Immigrati: problema o risorsa da cui attingere?

Il problema dei troppi immigrati in Italia? «Ne servono almeno centomila l’anno per non far morire la nostra agricoltura e la nostra sovranità alimentare». A parlare è il presidente nazionale di Coldiretti Ettore Prandini. Una voce fuori dal coro proveniente da un settore produttivo dove la forza lavoro rappresentata dagli immigrati svolge un ruolo decisivo, soprattutto nel Sud Italia. Eppure, dal Governo si parla di emergenza quando si contano i centomila migranti sbarcati nel 2022.

Libro Bianco

Nel Libro Bianco della Fondazione Ismu («sul governo delle migrazioni economiche») a cura della sociologa Laura Zanfrini si legge dello scenario demografico penalizzante dove si assiste alla grande fuga dei giovani meridionali (più di un milione in vent’anni, ed è questa, forse, la vera migrazione che dovrebbe preoccupare). Si legge anche della competizione difficile per un’immigrazione qualificata e della sua contaminazione con una subcultura dell’illegalità che strangola il mercato del lavoro.

E poi, ancora, il quadro normativo e burocratico che rende poco attrattivo il Belpaese per la “meglio gioventù” extracomunitaria.

Popolazione attiva

Le forze lavoro immigrate sono ormai il 10,7 per cento della popolazione attiva e il loro contributo al bilancio nazionale è decisivo con 144 miliardi di euro di valore aggiunto, pari al 9 per cento della ricchezza nazionale, secondo l’ultimo report annuale della Fondazione Moressa.

Eppure, nonostante questi numeri, in Italia non si smette di ritenere ancora oggi l’immigrazione come se si trattasse di una vera e propria emergenza da cui difendersi.

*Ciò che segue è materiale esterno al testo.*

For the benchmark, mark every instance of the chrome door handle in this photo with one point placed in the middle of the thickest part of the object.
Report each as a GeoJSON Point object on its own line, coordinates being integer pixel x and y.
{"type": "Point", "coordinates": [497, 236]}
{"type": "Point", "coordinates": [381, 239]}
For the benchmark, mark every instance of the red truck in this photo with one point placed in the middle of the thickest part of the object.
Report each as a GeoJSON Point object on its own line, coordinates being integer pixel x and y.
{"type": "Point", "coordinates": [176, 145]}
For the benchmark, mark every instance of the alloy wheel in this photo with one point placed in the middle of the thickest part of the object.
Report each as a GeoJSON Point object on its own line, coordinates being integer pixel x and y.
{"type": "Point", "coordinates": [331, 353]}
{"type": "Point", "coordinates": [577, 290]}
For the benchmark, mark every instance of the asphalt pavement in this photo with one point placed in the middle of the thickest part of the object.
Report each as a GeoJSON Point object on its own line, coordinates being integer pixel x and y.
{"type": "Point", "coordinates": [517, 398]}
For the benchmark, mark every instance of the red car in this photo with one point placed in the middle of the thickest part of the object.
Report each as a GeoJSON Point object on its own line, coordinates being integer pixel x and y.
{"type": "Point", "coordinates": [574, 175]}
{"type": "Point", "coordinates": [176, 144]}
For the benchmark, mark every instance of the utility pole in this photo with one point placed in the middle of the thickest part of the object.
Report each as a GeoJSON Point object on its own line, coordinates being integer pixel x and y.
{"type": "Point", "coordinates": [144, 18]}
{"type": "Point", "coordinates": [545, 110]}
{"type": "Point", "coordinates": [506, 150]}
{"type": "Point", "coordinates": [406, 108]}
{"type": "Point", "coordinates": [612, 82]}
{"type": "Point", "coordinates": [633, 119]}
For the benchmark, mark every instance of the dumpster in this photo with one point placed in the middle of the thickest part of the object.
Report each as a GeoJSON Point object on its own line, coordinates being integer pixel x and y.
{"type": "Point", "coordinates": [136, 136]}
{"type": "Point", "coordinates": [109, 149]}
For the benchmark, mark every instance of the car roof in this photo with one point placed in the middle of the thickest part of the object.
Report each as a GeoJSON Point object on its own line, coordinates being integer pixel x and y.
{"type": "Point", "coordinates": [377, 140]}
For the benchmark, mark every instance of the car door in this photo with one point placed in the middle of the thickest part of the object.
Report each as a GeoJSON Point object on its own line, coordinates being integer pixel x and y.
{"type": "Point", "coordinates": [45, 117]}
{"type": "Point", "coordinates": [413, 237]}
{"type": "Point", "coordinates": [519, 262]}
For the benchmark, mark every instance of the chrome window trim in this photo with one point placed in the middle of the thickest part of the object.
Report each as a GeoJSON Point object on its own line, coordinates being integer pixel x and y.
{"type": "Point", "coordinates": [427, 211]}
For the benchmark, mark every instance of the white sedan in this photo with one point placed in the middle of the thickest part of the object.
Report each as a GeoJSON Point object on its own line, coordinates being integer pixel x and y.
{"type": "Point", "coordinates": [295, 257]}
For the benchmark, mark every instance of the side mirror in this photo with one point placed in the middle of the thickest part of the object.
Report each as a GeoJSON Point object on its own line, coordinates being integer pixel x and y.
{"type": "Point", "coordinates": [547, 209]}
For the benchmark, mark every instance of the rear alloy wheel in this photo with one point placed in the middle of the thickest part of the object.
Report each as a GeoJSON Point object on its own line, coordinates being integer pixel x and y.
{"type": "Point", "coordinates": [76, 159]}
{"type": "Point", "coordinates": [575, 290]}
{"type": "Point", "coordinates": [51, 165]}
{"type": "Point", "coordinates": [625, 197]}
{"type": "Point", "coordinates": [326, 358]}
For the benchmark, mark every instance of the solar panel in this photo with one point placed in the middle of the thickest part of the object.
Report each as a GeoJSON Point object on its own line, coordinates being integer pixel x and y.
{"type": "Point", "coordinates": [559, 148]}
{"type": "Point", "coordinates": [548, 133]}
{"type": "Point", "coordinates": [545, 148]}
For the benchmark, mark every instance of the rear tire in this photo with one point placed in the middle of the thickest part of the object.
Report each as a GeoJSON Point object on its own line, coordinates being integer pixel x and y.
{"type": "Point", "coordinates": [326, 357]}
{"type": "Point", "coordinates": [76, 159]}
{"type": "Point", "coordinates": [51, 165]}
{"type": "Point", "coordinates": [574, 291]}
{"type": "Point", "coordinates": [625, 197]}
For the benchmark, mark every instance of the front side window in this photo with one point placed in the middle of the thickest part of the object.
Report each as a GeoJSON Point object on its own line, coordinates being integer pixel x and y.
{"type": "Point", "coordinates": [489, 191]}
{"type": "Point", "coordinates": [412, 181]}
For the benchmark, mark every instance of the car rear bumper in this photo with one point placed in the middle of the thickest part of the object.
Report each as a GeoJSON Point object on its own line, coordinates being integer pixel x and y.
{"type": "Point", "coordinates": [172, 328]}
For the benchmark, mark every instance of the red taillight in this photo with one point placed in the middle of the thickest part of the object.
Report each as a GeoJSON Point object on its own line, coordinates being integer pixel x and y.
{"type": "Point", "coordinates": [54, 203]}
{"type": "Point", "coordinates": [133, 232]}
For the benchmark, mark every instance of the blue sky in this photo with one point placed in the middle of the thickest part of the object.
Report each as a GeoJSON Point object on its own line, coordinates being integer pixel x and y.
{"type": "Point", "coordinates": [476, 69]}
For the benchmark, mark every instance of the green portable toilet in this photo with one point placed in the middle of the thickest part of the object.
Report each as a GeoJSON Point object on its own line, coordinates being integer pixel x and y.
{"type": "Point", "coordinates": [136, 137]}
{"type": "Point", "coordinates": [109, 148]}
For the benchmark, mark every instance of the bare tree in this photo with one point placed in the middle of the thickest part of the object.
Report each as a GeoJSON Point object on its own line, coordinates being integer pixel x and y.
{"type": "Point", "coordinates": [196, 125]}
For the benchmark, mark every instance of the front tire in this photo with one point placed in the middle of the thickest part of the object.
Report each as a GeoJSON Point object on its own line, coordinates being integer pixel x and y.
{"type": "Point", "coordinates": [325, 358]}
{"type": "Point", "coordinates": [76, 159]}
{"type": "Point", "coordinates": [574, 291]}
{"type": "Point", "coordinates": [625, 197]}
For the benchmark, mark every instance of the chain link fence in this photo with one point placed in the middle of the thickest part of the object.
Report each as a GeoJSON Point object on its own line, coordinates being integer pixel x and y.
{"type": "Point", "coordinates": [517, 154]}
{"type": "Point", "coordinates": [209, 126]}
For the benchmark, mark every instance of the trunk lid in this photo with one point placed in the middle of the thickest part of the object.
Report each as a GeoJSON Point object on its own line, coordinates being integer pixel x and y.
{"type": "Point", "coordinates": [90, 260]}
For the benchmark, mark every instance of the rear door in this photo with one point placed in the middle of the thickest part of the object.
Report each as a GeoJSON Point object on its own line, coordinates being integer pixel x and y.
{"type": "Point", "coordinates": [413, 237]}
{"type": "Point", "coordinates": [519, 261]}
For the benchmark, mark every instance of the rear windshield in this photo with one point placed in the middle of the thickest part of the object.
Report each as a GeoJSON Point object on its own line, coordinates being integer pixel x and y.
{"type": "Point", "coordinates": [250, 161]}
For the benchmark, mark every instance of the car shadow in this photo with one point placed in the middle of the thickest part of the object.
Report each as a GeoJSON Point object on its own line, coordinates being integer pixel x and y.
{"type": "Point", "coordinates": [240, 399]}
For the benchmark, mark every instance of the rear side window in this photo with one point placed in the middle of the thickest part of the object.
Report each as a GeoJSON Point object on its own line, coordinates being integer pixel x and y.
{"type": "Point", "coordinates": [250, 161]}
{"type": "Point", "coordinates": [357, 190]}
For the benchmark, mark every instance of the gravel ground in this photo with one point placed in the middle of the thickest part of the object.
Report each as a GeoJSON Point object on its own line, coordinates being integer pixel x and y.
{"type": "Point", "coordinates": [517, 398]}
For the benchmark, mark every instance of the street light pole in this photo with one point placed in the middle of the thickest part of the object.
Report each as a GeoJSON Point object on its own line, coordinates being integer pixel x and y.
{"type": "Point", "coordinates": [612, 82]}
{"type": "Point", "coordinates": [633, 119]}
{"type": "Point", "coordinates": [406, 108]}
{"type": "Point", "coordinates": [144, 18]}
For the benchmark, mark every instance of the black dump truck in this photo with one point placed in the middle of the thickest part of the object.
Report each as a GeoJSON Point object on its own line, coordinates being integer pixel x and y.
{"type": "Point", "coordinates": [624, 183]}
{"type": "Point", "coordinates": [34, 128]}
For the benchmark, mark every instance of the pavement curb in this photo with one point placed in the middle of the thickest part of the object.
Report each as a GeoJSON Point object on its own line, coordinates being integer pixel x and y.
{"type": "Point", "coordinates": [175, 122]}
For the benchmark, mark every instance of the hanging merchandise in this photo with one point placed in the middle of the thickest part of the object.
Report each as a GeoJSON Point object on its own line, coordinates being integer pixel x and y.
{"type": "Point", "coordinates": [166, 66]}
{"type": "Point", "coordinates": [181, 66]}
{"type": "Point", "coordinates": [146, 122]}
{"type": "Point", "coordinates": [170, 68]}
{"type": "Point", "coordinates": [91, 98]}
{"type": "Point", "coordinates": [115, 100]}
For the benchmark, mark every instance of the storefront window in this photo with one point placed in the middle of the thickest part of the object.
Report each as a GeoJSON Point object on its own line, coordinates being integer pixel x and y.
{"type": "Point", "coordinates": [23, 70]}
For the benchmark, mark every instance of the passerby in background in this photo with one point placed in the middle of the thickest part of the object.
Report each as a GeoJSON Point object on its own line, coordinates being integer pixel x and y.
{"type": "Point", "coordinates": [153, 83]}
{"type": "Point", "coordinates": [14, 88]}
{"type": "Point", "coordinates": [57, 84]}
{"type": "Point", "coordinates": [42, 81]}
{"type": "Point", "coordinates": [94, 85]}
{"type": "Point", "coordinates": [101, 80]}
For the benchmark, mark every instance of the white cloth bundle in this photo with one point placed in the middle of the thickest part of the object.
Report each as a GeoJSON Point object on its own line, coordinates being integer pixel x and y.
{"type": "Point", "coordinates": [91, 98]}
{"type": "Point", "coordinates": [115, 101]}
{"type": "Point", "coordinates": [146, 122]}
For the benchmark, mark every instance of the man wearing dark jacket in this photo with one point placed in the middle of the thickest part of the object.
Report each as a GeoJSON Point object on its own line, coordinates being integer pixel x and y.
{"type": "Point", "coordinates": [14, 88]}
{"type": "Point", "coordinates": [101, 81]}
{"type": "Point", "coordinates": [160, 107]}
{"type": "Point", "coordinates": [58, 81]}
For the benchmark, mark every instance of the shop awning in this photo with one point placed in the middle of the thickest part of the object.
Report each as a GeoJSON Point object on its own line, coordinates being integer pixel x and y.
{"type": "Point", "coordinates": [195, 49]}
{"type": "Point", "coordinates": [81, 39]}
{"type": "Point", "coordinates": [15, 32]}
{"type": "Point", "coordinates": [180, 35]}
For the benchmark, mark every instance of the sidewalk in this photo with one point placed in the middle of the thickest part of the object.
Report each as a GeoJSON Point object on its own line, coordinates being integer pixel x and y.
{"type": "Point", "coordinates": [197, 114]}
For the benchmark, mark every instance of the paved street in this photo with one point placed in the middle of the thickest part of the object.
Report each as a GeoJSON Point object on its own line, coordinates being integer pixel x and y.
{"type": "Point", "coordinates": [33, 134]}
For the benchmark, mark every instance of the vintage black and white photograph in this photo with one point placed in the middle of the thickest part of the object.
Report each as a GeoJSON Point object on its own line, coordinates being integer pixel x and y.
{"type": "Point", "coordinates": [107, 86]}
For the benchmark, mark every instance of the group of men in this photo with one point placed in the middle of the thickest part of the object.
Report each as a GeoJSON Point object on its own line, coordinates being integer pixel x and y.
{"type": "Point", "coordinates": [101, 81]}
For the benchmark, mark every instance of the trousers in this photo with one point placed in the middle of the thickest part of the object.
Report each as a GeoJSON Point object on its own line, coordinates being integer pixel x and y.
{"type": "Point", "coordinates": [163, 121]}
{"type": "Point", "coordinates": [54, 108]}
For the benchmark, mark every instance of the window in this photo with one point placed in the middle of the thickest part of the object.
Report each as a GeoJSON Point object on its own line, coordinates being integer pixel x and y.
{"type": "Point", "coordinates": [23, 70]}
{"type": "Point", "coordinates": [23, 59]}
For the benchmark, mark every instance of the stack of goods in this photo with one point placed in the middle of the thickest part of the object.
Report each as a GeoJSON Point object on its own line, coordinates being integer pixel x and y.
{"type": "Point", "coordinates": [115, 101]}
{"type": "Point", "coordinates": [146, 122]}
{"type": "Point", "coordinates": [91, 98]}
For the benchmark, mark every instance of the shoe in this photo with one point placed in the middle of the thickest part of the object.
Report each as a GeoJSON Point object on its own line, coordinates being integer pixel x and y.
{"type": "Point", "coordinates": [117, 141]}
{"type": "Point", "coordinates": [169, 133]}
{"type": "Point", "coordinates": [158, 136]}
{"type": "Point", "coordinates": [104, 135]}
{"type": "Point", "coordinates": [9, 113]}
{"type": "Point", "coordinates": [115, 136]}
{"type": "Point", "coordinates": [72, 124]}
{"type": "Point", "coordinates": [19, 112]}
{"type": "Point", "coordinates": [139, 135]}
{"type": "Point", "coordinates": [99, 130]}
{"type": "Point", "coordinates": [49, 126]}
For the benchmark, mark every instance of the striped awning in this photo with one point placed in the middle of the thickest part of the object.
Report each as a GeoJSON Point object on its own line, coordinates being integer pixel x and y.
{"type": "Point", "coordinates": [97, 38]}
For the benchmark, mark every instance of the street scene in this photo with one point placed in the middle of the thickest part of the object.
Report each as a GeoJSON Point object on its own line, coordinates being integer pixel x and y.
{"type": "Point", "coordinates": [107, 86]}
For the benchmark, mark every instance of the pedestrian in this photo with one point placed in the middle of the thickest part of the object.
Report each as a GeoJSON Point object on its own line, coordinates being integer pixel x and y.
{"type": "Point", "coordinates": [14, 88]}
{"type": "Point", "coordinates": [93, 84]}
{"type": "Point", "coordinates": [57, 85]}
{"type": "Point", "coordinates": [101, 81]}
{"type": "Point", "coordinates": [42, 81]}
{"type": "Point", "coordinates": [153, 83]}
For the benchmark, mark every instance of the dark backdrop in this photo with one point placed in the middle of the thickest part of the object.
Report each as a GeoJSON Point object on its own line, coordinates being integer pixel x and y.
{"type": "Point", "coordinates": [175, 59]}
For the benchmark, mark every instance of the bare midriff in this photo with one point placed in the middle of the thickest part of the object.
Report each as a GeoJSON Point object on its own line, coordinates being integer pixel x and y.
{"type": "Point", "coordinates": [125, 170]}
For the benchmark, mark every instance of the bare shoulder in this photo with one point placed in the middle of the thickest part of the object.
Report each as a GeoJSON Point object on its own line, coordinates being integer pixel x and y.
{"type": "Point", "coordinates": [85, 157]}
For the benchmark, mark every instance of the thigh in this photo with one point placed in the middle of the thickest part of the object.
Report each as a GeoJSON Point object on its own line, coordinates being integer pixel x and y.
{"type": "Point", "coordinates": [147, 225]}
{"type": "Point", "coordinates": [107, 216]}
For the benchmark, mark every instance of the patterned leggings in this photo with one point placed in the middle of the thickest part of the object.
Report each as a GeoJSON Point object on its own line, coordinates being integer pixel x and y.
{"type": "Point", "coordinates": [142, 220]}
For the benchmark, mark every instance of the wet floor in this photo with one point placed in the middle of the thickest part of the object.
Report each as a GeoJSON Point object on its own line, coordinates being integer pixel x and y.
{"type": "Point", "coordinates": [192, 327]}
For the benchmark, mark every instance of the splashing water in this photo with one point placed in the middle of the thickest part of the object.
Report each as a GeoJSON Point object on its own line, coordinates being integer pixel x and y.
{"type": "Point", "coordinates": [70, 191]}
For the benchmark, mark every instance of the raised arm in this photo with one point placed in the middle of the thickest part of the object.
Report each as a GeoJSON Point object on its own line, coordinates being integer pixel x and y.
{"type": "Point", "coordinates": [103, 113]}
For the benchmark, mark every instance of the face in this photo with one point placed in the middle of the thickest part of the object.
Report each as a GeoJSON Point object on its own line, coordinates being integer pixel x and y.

Ed è la stessa normativa ad alimentare la confusione tra rifugiati e migranti economici, spingendo i secondi verso quella porta laterale che è spesso l’unica via per il nostro mondo del lavoro: la clandestinità in attesa di una sanatoria.

Meccanismi obsoleti

La legge Bossi-Fini varata vent’anni fa ha introdotto l’abolizione dell’ingresso tramite sponsor con relativo accesso regolare solo dopo che si è conclusa la procedura d’assunzione. In questo modo, risulta molto difficile per il datore di lavoro verificare le capacità professionali e le qualità “umane” di un lavoratore.

Di fatto, le quote d’ingresso si sono trasformate in uno strumento di regolarizzazione dei migranti già presenti, facendo venir meno il carattere premiale della scelta di un percorso legale.

Lavoro povero

C’è da considerare, poi, la cattiva qualità del lavoro italiano e la forte espansione del lavoro povero. Ed è concetto diffuso che i migranti fanno i lavori che gli italiani non vogliano più fare.

Se si guarda invece meglio,

 si può notare come l’Ocse stima in Italia 6,3 infermieri ogni mille abitanti mentre nel resto dell’Ue sono 8,3. La Corte dei conti italiana parla di personale infermieristico «pesantemente sottodimensionato» e solo per ottenere i soldi del Pnrr dall’Europa noi dovremmo assumerne trentamila nei prossimi tre anni.

Si rincorrono (poco) braccianti immigrati che diano respiro al settore agricolo, ma si trascurano altri settori professionali che già oggi cominciano a essere risicati nel numero.